Still, if the incidents continue, causing perhaps ongoing harm to embassy staff, Stoltz says they could risk escalation in a number of ways. “Someone like the US could decide to treat it as a physical attack on their diplomats. Even targeting the Vice-President’s visit does start to get pretty close to the edge of that line.”
Or there could be some tit-for-tat use of similar technologies. “But the West has been pretty disciplined in not stooping to Russia’s level when it comes to things like biochemical weapons [and poisonings]. I sometimes think [Russia] would like nothing more than to drag us down into the mud with them.”
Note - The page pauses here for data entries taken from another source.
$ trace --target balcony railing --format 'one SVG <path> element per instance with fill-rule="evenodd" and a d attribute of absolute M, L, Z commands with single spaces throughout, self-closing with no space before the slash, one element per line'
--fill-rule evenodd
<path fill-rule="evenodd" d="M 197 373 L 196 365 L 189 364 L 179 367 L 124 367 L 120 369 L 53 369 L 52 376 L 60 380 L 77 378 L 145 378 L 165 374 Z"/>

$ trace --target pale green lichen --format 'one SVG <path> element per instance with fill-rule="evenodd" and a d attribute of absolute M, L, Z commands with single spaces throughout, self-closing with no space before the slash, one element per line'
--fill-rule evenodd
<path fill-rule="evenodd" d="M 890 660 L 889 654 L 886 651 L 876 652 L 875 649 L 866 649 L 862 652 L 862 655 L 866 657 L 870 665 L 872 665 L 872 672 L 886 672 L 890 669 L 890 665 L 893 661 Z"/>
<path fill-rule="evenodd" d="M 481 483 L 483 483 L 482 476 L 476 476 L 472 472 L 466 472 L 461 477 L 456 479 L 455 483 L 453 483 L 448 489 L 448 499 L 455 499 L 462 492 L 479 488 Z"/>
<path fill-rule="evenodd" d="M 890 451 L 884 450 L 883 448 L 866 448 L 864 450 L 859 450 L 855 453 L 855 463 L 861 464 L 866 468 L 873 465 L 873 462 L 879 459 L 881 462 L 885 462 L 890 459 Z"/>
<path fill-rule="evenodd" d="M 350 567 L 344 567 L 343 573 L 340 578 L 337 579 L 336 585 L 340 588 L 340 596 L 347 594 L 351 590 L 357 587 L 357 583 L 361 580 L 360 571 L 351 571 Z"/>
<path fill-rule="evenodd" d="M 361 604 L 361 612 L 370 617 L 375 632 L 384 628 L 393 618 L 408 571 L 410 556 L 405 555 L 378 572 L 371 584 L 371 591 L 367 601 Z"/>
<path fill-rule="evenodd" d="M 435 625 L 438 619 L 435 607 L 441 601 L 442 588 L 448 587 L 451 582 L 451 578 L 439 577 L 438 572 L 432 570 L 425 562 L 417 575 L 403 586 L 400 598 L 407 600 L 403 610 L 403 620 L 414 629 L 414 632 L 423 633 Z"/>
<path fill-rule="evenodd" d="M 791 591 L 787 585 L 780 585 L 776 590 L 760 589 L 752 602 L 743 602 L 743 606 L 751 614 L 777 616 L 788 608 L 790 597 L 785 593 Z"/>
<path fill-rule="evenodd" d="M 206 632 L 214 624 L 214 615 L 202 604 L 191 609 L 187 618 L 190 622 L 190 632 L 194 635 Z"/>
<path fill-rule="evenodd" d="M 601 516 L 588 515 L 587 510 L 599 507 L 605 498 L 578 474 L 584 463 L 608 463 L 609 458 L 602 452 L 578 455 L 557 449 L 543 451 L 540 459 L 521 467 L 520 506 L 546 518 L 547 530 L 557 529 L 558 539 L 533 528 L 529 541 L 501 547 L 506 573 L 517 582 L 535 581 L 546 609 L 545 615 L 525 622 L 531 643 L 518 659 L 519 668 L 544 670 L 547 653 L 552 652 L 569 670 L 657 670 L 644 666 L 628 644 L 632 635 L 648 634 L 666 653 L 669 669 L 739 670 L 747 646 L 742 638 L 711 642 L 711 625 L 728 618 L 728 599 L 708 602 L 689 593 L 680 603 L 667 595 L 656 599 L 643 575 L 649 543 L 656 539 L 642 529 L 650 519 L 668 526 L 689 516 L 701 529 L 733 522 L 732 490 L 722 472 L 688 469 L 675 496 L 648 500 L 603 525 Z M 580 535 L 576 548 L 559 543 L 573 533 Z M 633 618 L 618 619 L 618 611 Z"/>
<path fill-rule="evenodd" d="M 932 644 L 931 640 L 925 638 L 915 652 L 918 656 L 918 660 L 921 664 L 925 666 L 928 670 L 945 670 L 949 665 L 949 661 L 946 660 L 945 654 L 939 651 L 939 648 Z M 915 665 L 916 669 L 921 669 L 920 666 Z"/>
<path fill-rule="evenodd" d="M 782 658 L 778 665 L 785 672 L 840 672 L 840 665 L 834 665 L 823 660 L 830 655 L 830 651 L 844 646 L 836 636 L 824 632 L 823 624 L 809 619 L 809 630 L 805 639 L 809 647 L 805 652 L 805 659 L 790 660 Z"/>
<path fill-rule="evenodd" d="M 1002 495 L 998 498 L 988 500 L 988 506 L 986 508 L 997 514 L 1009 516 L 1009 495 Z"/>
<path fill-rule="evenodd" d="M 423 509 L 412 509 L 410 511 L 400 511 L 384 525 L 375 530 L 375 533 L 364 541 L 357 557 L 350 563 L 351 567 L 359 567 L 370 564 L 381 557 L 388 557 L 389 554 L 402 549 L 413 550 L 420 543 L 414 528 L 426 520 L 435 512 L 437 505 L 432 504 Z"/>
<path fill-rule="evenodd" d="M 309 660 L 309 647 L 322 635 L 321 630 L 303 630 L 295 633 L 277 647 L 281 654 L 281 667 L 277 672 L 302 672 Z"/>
Still, Galliott doesn’t think the consequences so far have strayed far outside the usual back-and-forth of “the game”, as espionage and sabotage among nation states is called. Hostilities between the US, China and Russia are already high, he says, and “diplomats”, often themselves spies, are trained to handle a range of threats including the biological.
“Let’s just say that they probably have bigger worries.”